3-0 kazanmış bir takımdan maçın yıldızının kimin olmasını tahmin edersiniz? Ya hücuma dönük orta sahadan biri ya da forvetti oynayan futbolculardan biri.
Hayır... Dünkü karşılaşmanın yıldızı bunlardan biri değildi. Maçın yıldızı sağ bekte oynayan Roberto Hilbert’ti. Ben sağ bek diyorum ama Hilbert yalnız sağ bek oynamadı. Hem sağ bek hem de sağ açık hem de golcüydü. Defansif görevini yaptığı gibi orta sahadaki arkadaşlarına yardımcı oldu. Üstüne üstlük tüm bunlar yetmiyor gibi bir de müthiş bir gol attı.
İlk 45 dakikada çok koşan mücadele eden bir Beşiktaş izledik. Bu özellikleri taşıyan Beşiktaş’ı bütün sezon izleyeceğiz gibi. Ama siyah-beyazlılar, bu kadar mücadele etmesine rağmen çok net gol pozisyonu bulamadı. Santrfor oynayan Batuhan, hiçbir varlık gösteremedi.
Batuhan cepheden gelen toplar arkaya aşırılmaz. En son adam kim? Bu topları kime indiriyorsun? Büyük bir takıma geldin, şansını iyi kullan.
Gerçek Beşiktaş’ı ikinci yarı izledik. Bunda siyah-beyazlıların golü erken bulmasının da rolü çok büyüktü. Erken gelen gol Elazığspor’unda oyun disiplinini bozdu.

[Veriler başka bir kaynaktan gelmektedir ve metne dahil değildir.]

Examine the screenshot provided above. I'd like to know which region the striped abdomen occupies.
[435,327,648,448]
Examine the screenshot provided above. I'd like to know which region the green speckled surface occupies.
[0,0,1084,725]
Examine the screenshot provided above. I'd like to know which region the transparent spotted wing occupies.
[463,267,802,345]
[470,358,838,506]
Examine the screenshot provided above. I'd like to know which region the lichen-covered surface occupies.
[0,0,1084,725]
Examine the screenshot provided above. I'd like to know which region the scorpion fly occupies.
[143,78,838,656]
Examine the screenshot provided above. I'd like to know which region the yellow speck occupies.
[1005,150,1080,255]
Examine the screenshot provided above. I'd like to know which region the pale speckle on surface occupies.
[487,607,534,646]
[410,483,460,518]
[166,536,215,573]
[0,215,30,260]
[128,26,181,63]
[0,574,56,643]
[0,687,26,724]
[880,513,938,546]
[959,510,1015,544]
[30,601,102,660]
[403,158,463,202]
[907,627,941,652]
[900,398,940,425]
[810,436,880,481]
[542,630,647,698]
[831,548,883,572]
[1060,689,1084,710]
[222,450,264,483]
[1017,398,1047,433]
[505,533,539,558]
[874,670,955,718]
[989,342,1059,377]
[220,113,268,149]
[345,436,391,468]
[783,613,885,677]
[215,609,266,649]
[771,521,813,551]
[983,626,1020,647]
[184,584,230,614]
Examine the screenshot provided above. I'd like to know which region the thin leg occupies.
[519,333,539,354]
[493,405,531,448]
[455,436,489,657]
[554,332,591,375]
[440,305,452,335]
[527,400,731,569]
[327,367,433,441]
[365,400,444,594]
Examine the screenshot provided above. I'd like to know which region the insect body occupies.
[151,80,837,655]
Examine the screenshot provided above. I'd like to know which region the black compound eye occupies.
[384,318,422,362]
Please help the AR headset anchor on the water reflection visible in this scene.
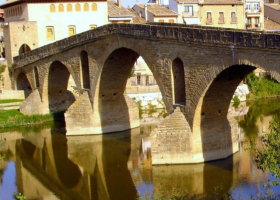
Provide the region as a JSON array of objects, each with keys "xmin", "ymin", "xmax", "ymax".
[{"xmin": 0, "ymin": 99, "xmax": 280, "ymax": 200}]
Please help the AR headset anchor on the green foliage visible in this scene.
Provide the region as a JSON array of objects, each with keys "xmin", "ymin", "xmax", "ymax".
[
  {"xmin": 0, "ymin": 110, "xmax": 63, "ymax": 128},
  {"xmin": 232, "ymin": 96, "xmax": 240, "ymax": 108},
  {"xmin": 249, "ymin": 118, "xmax": 280, "ymax": 185},
  {"xmin": 0, "ymin": 99, "xmax": 24, "ymax": 103},
  {"xmin": 0, "ymin": 65, "xmax": 7, "ymax": 74},
  {"xmin": 238, "ymin": 98, "xmax": 280, "ymax": 139},
  {"xmin": 245, "ymin": 72, "xmax": 280, "ymax": 97},
  {"xmin": 14, "ymin": 193, "xmax": 26, "ymax": 200},
  {"xmin": 128, "ymin": 66, "xmax": 135, "ymax": 78}
]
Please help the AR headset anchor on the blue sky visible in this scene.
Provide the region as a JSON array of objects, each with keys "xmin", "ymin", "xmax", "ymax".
[{"xmin": 0, "ymin": 0, "xmax": 148, "ymax": 8}]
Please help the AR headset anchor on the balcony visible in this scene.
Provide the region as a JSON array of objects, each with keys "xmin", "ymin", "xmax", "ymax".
[
  {"xmin": 230, "ymin": 17, "xmax": 237, "ymax": 24},
  {"xmin": 246, "ymin": 23, "xmax": 262, "ymax": 30},
  {"xmin": 182, "ymin": 12, "xmax": 199, "ymax": 18},
  {"xmin": 206, "ymin": 18, "xmax": 212, "ymax": 25},
  {"xmin": 245, "ymin": 8, "xmax": 262, "ymax": 16},
  {"xmin": 218, "ymin": 17, "xmax": 225, "ymax": 24}
]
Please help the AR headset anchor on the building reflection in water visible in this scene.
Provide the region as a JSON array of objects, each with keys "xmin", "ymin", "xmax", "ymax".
[{"xmin": 0, "ymin": 99, "xmax": 278, "ymax": 200}]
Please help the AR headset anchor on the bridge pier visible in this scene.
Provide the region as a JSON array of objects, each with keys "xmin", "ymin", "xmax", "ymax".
[
  {"xmin": 65, "ymin": 92, "xmax": 139, "ymax": 135},
  {"xmin": 150, "ymin": 107, "xmax": 239, "ymax": 165},
  {"xmin": 19, "ymin": 89, "xmax": 49, "ymax": 115}
]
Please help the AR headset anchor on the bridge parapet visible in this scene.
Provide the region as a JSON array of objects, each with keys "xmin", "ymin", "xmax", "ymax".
[{"xmin": 14, "ymin": 23, "xmax": 280, "ymax": 67}]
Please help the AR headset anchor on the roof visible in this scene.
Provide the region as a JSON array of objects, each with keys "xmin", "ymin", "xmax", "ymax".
[
  {"xmin": 264, "ymin": 18, "xmax": 280, "ymax": 31},
  {"xmin": 0, "ymin": 0, "xmax": 107, "ymax": 9},
  {"xmin": 128, "ymin": 8, "xmax": 147, "ymax": 24},
  {"xmin": 176, "ymin": 0, "xmax": 199, "ymax": 3},
  {"xmin": 264, "ymin": 3, "xmax": 280, "ymax": 10},
  {"xmin": 108, "ymin": 1, "xmax": 134, "ymax": 17},
  {"xmin": 199, "ymin": 0, "xmax": 243, "ymax": 5},
  {"xmin": 135, "ymin": 4, "xmax": 178, "ymax": 17}
]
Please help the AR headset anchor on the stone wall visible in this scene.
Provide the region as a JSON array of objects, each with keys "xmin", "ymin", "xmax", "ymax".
[
  {"xmin": 4, "ymin": 21, "xmax": 38, "ymax": 67},
  {"xmin": 14, "ymin": 24, "xmax": 280, "ymax": 164}
]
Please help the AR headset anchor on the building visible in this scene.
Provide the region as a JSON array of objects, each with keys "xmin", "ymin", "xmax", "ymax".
[
  {"xmin": 0, "ymin": 0, "xmax": 108, "ymax": 66},
  {"xmin": 133, "ymin": 3, "xmax": 178, "ymax": 23},
  {"xmin": 148, "ymin": 0, "xmax": 169, "ymax": 8},
  {"xmin": 245, "ymin": 0, "xmax": 265, "ymax": 30},
  {"xmin": 108, "ymin": 0, "xmax": 135, "ymax": 24},
  {"xmin": 169, "ymin": 0, "xmax": 264, "ymax": 30}
]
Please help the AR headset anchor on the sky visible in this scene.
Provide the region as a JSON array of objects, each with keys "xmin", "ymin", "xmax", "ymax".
[{"xmin": 0, "ymin": 0, "xmax": 148, "ymax": 8}]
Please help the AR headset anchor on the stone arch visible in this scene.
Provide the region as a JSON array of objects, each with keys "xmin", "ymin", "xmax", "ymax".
[
  {"xmin": 50, "ymin": 4, "xmax": 55, "ymax": 12},
  {"xmin": 190, "ymin": 64, "xmax": 256, "ymax": 160},
  {"xmin": 18, "ymin": 44, "xmax": 31, "ymax": 54},
  {"xmin": 172, "ymin": 58, "xmax": 186, "ymax": 105},
  {"xmin": 91, "ymin": 3, "xmax": 97, "ymax": 11},
  {"xmin": 58, "ymin": 4, "xmax": 64, "ymax": 12},
  {"xmin": 16, "ymin": 72, "xmax": 32, "ymax": 98},
  {"xmin": 84, "ymin": 3, "xmax": 89, "ymax": 12},
  {"xmin": 67, "ymin": 3, "xmax": 73, "ymax": 12},
  {"xmin": 43, "ymin": 61, "xmax": 76, "ymax": 113},
  {"xmin": 75, "ymin": 3, "xmax": 81, "ymax": 12},
  {"xmin": 80, "ymin": 51, "xmax": 90, "ymax": 89},
  {"xmin": 33, "ymin": 66, "xmax": 40, "ymax": 88}
]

Defans güvenliğini unutturdu. 1-0’dan sonra 1-1’i yakalamak için şuursuzca saldırdılar. Bu da Beşiktaş’ın işine geldi.
RAKİPLERİNİ BAYILTIR!
Duran top oldu mu Beşiktaş tribünleri yerinde duramıyor. Çünkü bu topları Manuel Fernandes kullanıyor. Nitekim Kartal’ın 2 golü de duran toptan geldi. Necip Uysal’ın kafa golü çok şıktı. Ona kocaman aferin...
Ama Elazığ defansına da sormak lazım. Genç Necip kafa vururken siz ne yapıyorsunuz? Özetle Beşiktaş böyle koşmaya, mücadele etmeye, savaşmaya devam ettiği sürece rakip takım nefessizlikten bayılabilir.
Özetle Beşiktaş özellikle ikinci yarıda oynadığı coşkulu, iştahlı kararlı futboluyla 3 puanı fazlasıyla haketti.